In April of 2001, I had just taken my Spiritual Response Therapy Classes with Robert Detzler and was on a super high. I was beginning to take control of my life. I’d learned how to clear negative energies, research past life patterns that were in my way of living a fulfilling life. Life was clearer! When I returned to work, I took my charts with me because I’d become addicted to asking questions, clearing energies and feeling good. I would go in my office, close my door and just work on myself. What about clearing for a new job? How about clearing for a wonderful relationship? What do I need to clear about my boss so I wouldn’t be so miserable?
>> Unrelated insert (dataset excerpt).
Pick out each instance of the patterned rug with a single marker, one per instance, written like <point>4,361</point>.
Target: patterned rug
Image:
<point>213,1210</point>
I hated my university job. I was not given any real leeway to be creative and innovative and was told by my bosses to, literally, do nothing. I was in career development in charge of placing graduate students in corporate positions. This meant I had to go to companies and convince them to hire our students for internships and permanent positions. Because we had a high concentration of international students, this was a pretty challenging assignment. In order to convince companies to hire non US students, I had to create ways for companies to see the advantages of hiring our internationals.
I had very little to work with and was handicapped because I wasn’t allowed to be creative. I would go to meetings where, Charlie Brown’s teacher must have surely been present, “Wonk, Wa Wonk Wonk…” You’ve got to be kidding me! This is what I went to school for? To be brain drained and waiting to retire!?! There were days when I’d arrive at work and just stare at the doors trying to will myself to just walk through them and take the elevator to my floor. “Come on, Shirlyn, just go in…you can do it.”
There were a few days when I failed that ‘be a good employee’ test and would walk away before anyone I knew saw me to pursue much more inspiring pursuits, like starting a cable TV show to introduce people to alternative healing methods or going to the movies and taking myself out to lunch.
I had taken the SRT classes over a two weekend period in April of 2001 and as I mentioned before, was on fire. I’m changing my life. I’d gotten my Employment review in June of 2001 and it was good, not bad, not great but good. Fine, I thought, at least I’m not slipping that much in my work performance. Another year another inflation pay raise. But how much longer could I really keep going doing this. When was this endless cycle going to end?
I remember going to bed and a thought came out of no where… “It would be great if the university let me go. I could get a certain amount of money as severance, be eligible for unemployment and then I could start doing SRT consulting full-time.” At the time, there was no indication that this would happen. I was the average employee who did her job and just gotten a good review. However, something made me make this request out loud to the Universe. I went to bed a bit inspired.
Two weeks later, the Dean calls me into the office and tells me, “We are eliminating your position.” I sat stunned. Finally after what seemed eons, I was able to gasp, “What?” He immediately said, “But don’t worry. We are giving you $10,000 and you will be eligible for unemployment. In fact, you can stick around for several days to get things in order.” I had tears in my eyes. I didn’t know what to say or do. How was I going to pay for my mortgage? How was I going to live? I’d just resigned from teaching part-time at Roosevelt University because I didn’t want to teach there anymore. How was I going to pay my bills?
As I walked, stunned, back to my office, I heard a voice very clearly say, “This is what you asked for.” I stopped walking and literally just stopped thinking. I was stopped in time at a moment of realization. I had asked for this. Why, I even received the amount of money I asked for and now I really could pursue my dream of working for myself helping others. I immediately stopped crying, ran to my office and called all of my friends telling them the great news…I’m in business!